Caio Koch-Weser: I am not convinced that the UN is the best forum for these negotiations to come to a global agreement quickly, unless it is supported by many other initiatives from the bottom-up. I believe that we have a defining moment in 2015 with the French COP (the 21st Conference of the Parties United Nations summit on climate change, due to be held in Paris).

We should do everything possible to make this a success, but we need innovative schemes - of groups, of likeminded countries, of likeminded industries with transformational projects - to go ahead and to then go to the politicians and say 'give us a regulatory framework for this to work.'

You have called for corporations to take action to build green infrastructure investment, what is it you envision?

I envision of course very large amounts of finance to flow into a green economy and green sustainable growth. Very large amounts are already being spent on that if you look globally, but we need a reliable policy framework. We need transparency; we need policy frameworks with longevity, credibility and certainty.

I am a great believer that ‘give me a carbon price and I will deliver the CO2 reduction' is going to work - as long as this carbon price is stable, reliable and lasting. In that sense I think we can see a big wave of innovation, including in China where they have really understood the problem and are moving in that direction. For them, composition and quality of growth is now becoming much more important than just the quantity so to speak, the rate of growth.

I notice that you are quite optimistic in terms of what China might be able to bring in terms of pursuing an international carbon price.

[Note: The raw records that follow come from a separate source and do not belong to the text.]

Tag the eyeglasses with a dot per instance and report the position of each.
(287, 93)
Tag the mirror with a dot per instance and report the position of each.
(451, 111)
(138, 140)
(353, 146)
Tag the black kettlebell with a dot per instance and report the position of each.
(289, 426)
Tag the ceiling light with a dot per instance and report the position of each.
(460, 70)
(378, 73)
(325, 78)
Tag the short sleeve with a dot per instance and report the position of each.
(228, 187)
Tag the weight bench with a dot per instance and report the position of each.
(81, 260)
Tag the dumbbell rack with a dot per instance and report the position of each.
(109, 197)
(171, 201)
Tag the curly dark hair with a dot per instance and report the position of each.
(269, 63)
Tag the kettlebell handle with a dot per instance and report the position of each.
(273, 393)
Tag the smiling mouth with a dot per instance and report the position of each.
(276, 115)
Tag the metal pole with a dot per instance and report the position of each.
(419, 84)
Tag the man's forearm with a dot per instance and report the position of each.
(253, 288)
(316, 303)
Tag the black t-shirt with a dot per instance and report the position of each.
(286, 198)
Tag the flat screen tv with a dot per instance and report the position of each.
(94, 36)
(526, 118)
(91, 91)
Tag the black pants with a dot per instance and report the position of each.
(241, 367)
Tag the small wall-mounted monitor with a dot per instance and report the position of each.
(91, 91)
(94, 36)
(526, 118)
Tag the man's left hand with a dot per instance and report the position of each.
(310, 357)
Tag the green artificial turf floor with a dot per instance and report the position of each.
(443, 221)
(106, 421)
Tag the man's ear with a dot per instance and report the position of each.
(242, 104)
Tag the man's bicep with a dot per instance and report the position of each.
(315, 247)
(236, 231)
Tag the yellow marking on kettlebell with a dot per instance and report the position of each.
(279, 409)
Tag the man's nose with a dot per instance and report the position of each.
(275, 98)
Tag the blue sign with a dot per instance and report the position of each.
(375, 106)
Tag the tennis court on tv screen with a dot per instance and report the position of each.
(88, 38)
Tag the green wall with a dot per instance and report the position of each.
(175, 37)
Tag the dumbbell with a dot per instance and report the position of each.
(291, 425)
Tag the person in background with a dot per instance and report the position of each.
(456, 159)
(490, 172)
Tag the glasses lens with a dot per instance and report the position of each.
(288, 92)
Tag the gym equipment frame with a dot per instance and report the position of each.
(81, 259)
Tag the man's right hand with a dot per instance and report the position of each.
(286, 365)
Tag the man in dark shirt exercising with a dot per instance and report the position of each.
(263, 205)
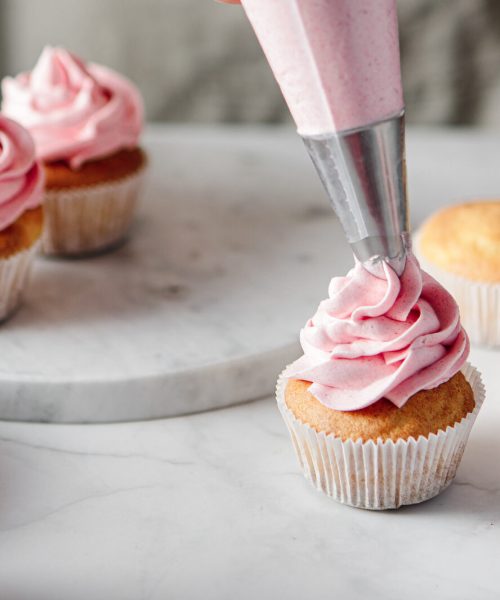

China should do even more, but their new leadership has understood that pollution, coal and transport cost - and the quality of urban life - has become a major concern of Chinese citizens. I think they will make a virtue circle out of that, they call it ecological urbanization, the reduction of pollution and health problems.

A crowded street in China
Koch-Weser is optimistic that China will turn reducing its carbon output into an opportunity for green innovationImage: picture-alliance/dpa

To make this an opportunity rather than just a cost, it drives them quickly to schemes like cap and trade, or carbon taxation and of course building standards for energy efficiency. In that sense I am optimistic.

I think they understand better than some western democracies what the challenge is and what the opportunity might be. By forming clubs of likeminded sectors, like renewables and energy efficiency, it might be a bottom-up approach that complements the UN. I don't want to sound too negative on the UN, but the UN cannot do it alone.

So you would like the corporate sector to be given more opportunities to take leadership roles in combating climate change?

Yes, but also to create new ideas ourselves. I think we cannot rely on civil society demanding government setting the policy framework and then business coming in. We need a different sequence in future also, where you have civil society rightly demanding, you then have big private sector players coming together and generating the transformative ideas and concepts and then going to the politicians and saying 'for that to happen we need this and that regulatory reform or this and that incentive or policy.'

Governments are often overwhelmed these days and you need more initiative of a strategic nature coming also from the private sector in innovative alliances.

Caio Koch-Weser is the Vice Chairman of Deutsche Bank Group, Non-Executive Director of British gas and oil multinational BG Group and Chairman of the European Climate Foundation. He was a key speaker at the Energy Security Forum in Frankfurt, Germany earlier this year.